Sadly the ravages of time, the hostility of those who opposed paganism, the hostility of generations of misogynists, have left us only torn faint smouldering embers dug from out long buried garbage heaps. These embers are still bright, and are still able to burn under the skin of the reader after over 2500 years.

I have translated, in no particular order, some bits and pieces below. I have not even tried to reproduce the metre of her work, as the gap between modern English and the obscure inflected Aeolian tonal dialect is too great for us to safely jump over.

Fragment 16 - Is this a critique of Homer's hymn to violence?

Some they say the prancing cavalry
Others an army with banners
Still others the ships under sail
Are the most beautiful
Upon this black dismal earth.

But I say it is the loved one...

Fragment 31 - Something is happening here. This piece is full of sexual tension and energy. Is she lusting after the man or the woman? Is she behind the bushes spying on young lovers and bringing herself to orgasm. It seems that way to me. As green as grass could also mean as fresh as grass. Which makes me wonder; could Sappho be thought of as an Ancient Madonna?
Like a virgin? This fragment falls apart at the end, and we are not sure if the last line is meant for this poem.

He appears to me, this man,
As lucky as the gods. The one
Sitting cheek to cheek close to you.
You sweetly speak, he answers, obeys.

And your laughter excites desire.
In my breast my heart quivers.
The merest glance on you
And my voice fails.
My words break into pieces.
Fire burns under my delicate skin.
My eyes blind, a roaring fills my ears.

And sweat pours down, a trembling
Takes hold of me, as green as grass
I am. And a little death appears to me. 

But all can be dared.

Fragment 36, - in love in life, in all things this should be our motto.

I yearn after, I strive for...

Fragment 38 - simple, opens the door to the room of many questions.

optais ammi.
You burn me.

Fragment 47 - universal and timeless, who of us has not felt this?

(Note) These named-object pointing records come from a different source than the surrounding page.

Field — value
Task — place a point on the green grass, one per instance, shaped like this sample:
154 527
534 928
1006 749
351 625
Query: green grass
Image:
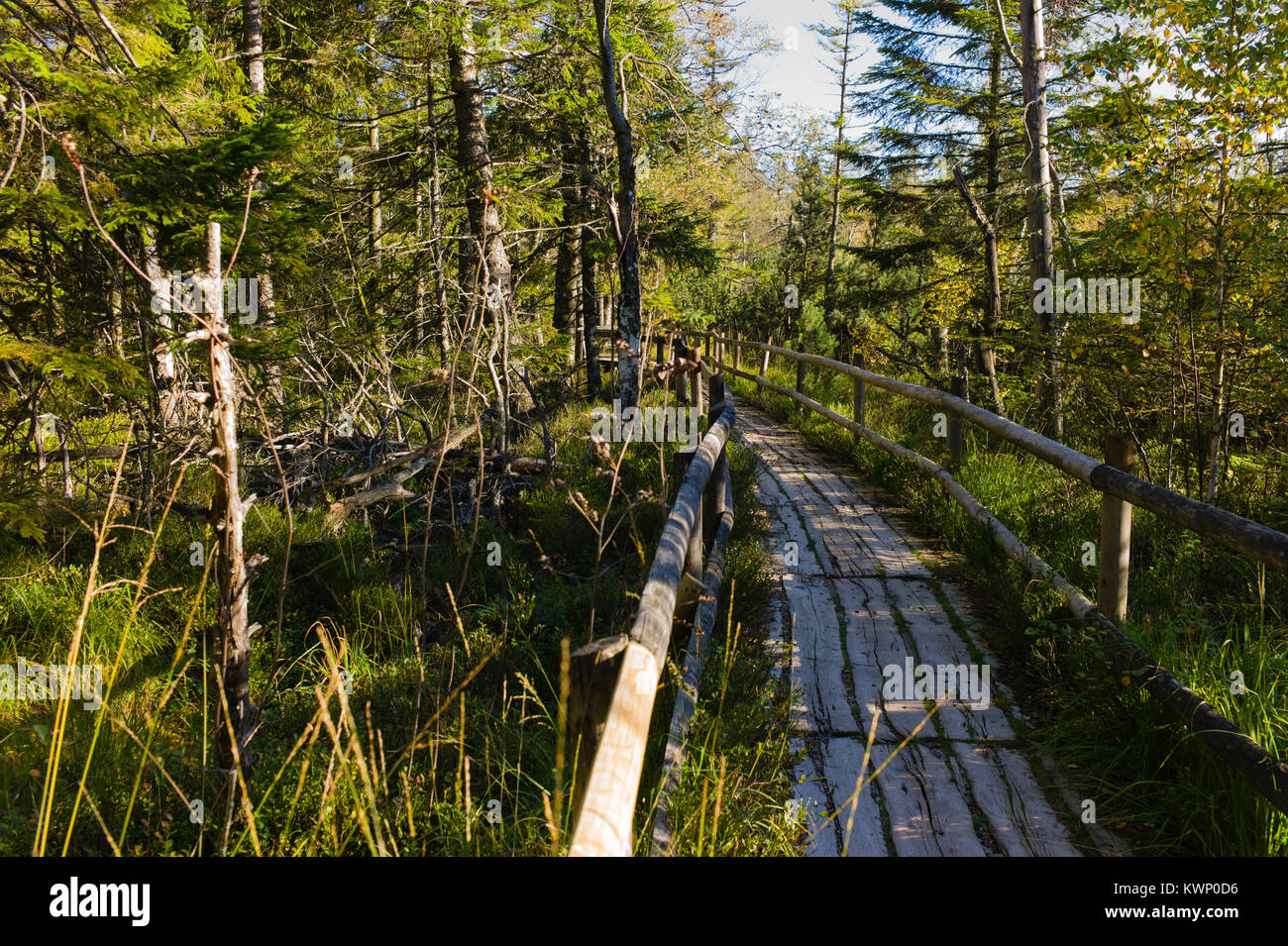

As the winds shakes and bends the mountain oaks,
So love has disturbed my purpose...

Fragment 52 - simple, clear, almost Zen like. Also a fine example of the very literal style of the Ancient Greeks noted by Robert Browning.

The moon is setting
The Pleiades as well.
In the middle of the night
The hours pass.
Alone I sleep.

Fragment 54 - no context here, have no idea what she meant, but it
sounds nice. I think it could be Adonis again.

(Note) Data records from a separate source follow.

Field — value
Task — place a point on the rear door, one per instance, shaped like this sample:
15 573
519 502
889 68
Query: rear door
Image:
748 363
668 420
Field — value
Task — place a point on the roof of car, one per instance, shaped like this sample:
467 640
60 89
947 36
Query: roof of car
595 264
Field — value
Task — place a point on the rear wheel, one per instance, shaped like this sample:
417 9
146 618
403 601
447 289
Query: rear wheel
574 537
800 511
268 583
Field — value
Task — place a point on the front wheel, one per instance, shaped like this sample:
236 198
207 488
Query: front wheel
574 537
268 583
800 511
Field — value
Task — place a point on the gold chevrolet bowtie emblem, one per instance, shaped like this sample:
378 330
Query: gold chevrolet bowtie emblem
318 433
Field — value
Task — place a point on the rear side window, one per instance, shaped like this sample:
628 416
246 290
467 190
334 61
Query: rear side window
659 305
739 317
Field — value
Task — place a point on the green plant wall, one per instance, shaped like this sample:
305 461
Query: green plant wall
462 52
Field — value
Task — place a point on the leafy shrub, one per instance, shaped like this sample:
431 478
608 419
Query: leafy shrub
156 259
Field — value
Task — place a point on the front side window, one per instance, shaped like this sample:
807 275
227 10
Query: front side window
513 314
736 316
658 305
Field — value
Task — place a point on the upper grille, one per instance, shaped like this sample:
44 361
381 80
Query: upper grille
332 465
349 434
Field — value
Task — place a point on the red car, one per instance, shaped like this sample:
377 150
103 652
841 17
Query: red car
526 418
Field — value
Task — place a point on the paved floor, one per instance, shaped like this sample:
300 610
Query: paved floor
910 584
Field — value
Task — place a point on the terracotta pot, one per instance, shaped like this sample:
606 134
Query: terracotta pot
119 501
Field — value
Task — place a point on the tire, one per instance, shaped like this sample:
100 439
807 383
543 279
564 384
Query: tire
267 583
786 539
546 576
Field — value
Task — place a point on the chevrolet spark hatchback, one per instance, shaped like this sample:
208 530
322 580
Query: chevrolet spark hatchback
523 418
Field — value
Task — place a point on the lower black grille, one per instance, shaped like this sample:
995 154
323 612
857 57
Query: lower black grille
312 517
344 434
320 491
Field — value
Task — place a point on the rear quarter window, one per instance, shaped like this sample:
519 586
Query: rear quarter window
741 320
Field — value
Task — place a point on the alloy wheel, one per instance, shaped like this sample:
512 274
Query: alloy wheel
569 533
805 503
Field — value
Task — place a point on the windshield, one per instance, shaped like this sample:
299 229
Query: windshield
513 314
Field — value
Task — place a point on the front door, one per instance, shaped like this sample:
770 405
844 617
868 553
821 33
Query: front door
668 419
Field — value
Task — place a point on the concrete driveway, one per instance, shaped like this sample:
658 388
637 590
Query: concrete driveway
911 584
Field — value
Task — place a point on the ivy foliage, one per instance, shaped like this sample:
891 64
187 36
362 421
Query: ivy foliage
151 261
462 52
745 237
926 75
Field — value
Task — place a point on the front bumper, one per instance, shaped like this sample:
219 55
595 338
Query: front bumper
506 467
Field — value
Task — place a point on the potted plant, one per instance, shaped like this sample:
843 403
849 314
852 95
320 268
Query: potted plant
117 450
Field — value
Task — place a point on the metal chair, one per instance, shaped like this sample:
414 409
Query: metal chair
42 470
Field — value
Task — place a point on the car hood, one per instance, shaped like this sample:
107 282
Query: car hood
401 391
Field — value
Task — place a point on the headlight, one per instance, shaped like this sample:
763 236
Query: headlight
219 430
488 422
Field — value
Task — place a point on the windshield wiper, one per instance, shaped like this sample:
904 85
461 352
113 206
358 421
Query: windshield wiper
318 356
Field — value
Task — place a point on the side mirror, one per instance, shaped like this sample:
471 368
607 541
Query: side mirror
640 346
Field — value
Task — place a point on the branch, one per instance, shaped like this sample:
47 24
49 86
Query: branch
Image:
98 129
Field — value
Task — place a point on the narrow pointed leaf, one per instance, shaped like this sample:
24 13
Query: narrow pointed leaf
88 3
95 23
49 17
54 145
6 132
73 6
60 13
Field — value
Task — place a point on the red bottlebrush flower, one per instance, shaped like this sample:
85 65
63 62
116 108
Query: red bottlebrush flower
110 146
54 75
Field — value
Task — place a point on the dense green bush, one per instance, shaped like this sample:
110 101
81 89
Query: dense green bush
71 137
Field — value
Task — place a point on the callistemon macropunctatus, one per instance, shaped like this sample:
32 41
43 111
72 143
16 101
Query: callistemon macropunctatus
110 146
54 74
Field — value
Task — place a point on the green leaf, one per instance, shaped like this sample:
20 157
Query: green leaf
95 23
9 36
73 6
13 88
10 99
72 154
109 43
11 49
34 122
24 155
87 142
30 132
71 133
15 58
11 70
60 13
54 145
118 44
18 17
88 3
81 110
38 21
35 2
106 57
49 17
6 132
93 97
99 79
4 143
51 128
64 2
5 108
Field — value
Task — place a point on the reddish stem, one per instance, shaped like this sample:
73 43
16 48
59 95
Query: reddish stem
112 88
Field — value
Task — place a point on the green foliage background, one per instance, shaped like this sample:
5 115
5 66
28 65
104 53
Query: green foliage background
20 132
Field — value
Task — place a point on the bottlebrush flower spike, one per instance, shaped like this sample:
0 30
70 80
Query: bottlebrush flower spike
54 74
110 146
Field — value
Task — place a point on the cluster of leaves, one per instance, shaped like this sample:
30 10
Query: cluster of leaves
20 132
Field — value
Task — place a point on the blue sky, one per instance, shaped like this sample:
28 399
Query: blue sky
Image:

Down out of heaven he came,
All dressed in purple.

Fragment 82 - the Kleis fragment mentioned above

I have a lovely daughter
Formed like golden flowers.
Beloved Kleis.
Not the wealth of Lydia
Nor lovely...


Fragment 138 - A lovely image, note that Sappho uses the masculine
form of my love, filos, as opposed to feminine file.

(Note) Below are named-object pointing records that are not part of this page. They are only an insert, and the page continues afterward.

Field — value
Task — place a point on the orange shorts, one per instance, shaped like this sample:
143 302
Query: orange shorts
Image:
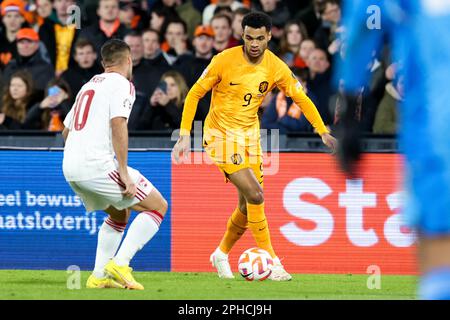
231 156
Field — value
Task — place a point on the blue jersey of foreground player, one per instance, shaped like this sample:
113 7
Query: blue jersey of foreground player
419 31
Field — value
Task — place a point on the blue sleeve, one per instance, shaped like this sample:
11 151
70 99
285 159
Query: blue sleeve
362 37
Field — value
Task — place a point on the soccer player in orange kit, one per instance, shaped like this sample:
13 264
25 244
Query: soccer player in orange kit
240 78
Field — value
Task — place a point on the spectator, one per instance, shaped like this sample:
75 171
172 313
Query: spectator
59 36
166 103
192 66
160 17
187 12
326 35
294 34
306 47
108 27
44 8
15 101
208 13
12 18
86 66
279 13
387 111
49 113
221 25
224 10
29 58
310 16
175 38
282 113
145 78
236 25
132 16
320 82
153 55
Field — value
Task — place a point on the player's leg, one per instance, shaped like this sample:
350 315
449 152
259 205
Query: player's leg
434 260
246 182
109 238
236 227
152 210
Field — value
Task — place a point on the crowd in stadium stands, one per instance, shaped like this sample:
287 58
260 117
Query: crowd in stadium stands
45 59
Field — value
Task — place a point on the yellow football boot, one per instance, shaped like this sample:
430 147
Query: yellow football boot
122 275
101 283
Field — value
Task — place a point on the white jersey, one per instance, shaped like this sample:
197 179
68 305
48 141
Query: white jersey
89 152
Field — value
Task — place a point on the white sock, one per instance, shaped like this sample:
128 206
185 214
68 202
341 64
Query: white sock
221 254
109 237
141 230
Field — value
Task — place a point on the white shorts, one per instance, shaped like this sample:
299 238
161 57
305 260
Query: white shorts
105 191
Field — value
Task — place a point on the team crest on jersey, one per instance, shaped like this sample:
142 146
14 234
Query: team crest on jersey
204 73
127 103
236 158
263 86
143 183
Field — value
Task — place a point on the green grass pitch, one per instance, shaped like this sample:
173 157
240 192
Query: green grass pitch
38 284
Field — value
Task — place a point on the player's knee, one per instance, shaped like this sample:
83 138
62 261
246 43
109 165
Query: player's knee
164 206
255 197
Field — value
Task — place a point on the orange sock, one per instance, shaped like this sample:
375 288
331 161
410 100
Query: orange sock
236 226
257 223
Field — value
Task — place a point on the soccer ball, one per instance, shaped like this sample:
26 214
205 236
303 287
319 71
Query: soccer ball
255 264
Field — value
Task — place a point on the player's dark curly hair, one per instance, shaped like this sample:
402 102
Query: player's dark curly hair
257 20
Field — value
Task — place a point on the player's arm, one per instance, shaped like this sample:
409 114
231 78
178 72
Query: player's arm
68 123
65 134
289 84
120 109
210 77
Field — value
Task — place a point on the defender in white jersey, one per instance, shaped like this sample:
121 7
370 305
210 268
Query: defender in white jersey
95 166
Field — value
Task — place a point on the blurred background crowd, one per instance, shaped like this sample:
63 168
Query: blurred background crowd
50 48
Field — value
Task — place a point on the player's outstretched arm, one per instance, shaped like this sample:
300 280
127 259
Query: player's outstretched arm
289 84
65 134
183 145
181 148
120 144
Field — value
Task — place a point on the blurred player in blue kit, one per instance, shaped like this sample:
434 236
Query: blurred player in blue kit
419 33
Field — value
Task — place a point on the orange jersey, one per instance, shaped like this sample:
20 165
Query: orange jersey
238 90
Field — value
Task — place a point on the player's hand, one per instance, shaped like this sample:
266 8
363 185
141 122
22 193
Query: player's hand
130 187
330 142
181 148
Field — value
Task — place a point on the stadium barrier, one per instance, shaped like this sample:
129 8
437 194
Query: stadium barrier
320 221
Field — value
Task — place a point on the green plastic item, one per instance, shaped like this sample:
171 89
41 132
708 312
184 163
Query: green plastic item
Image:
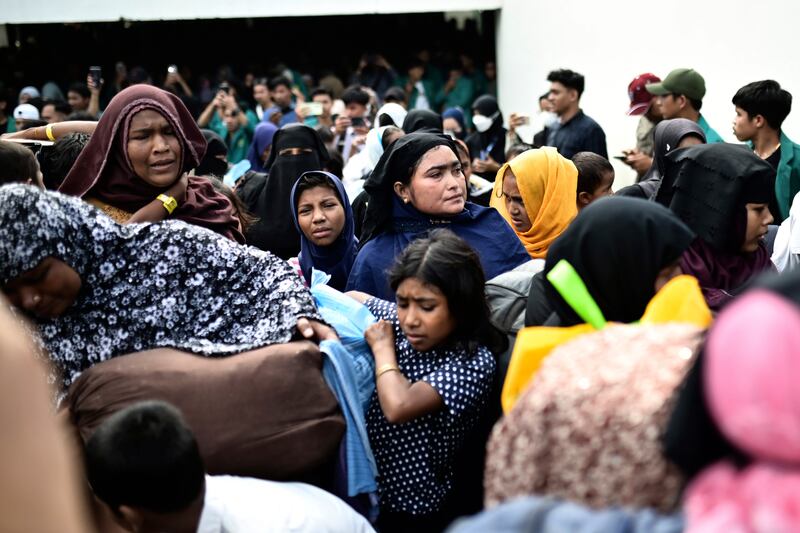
571 287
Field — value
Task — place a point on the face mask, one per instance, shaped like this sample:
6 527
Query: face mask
455 134
549 119
482 123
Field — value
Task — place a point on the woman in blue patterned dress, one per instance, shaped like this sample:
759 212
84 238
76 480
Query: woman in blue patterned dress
434 372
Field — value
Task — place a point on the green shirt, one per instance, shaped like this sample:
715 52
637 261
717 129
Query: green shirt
711 135
787 181
241 139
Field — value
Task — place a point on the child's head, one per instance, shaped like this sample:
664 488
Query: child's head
595 177
144 464
240 211
57 163
759 105
18 164
319 209
439 283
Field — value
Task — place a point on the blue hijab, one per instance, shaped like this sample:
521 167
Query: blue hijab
262 138
336 259
391 225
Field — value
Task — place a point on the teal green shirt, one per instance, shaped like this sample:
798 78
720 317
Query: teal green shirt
711 135
787 181
240 141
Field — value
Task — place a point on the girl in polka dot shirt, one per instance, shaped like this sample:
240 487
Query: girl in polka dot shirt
434 375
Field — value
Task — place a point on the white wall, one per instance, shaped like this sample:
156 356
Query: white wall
730 43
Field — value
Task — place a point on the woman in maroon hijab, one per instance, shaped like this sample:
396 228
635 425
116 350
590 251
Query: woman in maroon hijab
134 168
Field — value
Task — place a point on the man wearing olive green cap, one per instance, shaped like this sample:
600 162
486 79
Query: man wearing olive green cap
680 95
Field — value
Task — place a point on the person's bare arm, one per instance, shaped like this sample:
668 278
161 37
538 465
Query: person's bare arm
94 98
59 129
401 401
155 210
360 297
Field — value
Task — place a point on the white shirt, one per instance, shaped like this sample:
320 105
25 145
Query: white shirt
247 505
422 98
786 251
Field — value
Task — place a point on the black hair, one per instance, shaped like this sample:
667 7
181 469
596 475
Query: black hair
394 95
246 218
59 105
387 133
80 88
145 456
81 115
310 180
765 98
591 168
17 163
355 94
279 80
567 78
517 148
321 90
463 149
415 62
58 161
335 163
445 261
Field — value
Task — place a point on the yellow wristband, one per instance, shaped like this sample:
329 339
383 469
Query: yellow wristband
170 203
386 368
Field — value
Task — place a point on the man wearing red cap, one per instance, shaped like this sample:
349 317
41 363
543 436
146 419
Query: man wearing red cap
644 104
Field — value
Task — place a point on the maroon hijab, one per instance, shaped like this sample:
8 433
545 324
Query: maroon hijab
103 170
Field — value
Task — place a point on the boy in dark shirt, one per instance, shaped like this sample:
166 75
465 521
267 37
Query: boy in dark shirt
595 177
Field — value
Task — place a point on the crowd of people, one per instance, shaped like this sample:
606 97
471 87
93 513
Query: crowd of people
296 305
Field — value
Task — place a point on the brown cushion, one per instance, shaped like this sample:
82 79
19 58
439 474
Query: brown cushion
267 413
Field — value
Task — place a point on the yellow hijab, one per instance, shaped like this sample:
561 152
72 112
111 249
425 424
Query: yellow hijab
548 184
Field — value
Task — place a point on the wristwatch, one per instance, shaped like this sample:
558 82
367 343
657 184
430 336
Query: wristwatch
170 203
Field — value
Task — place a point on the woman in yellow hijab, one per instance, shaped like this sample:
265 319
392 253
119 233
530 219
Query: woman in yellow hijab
536 194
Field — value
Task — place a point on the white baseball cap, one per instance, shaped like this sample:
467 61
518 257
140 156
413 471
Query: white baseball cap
26 112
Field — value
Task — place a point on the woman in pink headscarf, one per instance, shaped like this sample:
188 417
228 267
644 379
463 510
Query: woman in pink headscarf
748 380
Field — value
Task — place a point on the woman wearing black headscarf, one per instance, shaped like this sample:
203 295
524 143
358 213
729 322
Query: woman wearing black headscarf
624 250
410 195
669 135
488 144
722 192
296 149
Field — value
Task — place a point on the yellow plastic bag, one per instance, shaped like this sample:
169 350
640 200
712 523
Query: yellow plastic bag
680 300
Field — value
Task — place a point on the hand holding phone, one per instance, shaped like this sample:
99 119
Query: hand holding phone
95 77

Stand before me love, face to face
Let your beauty pour into my eyes

Fragment 140 - Adonis, the beloved of Aphrodite was a complex
character in Greek mythology. When the spring rains come and the snow
melts the rivers of Lebanon run red (with the rusty red earth) and the
ancients used to say that this was the blood of the dieing Adonis. The
cult of Adonis seems to have been secret women's business, and during
his yearly festival women would plant seeds in a small thin bowl of
dirt, the plants would grown quickly, and as quickly they would die
off. Adonis is one of the models of Frazer's ideal of the dieing
God. I tried to capture the alliteration of this verse. Kuthera being
another name for Aphrodite.

He is dieing, O Kuthera,
Your darling Adonis
What is to be done?
Beat your breasts daughters,
Rend your dresses.


If I was to reanimate Sappho I would imagine her running her own symposium. Vast drinking and dinner parties with gorgeous young things as sharp as they were beautiful lounging languid on pillows stuffed with rose flowers, and hurling copper eyed ladles across the room, trying to make the most satisfying clatter as the ladle hit the wine jug. A delicate wine splatter following. The room would be abuzz with conversation and bon mots and perfumes and flirtations and the sound of the lyre would announce a new song from the Divine hostess Psappha of Mytilene.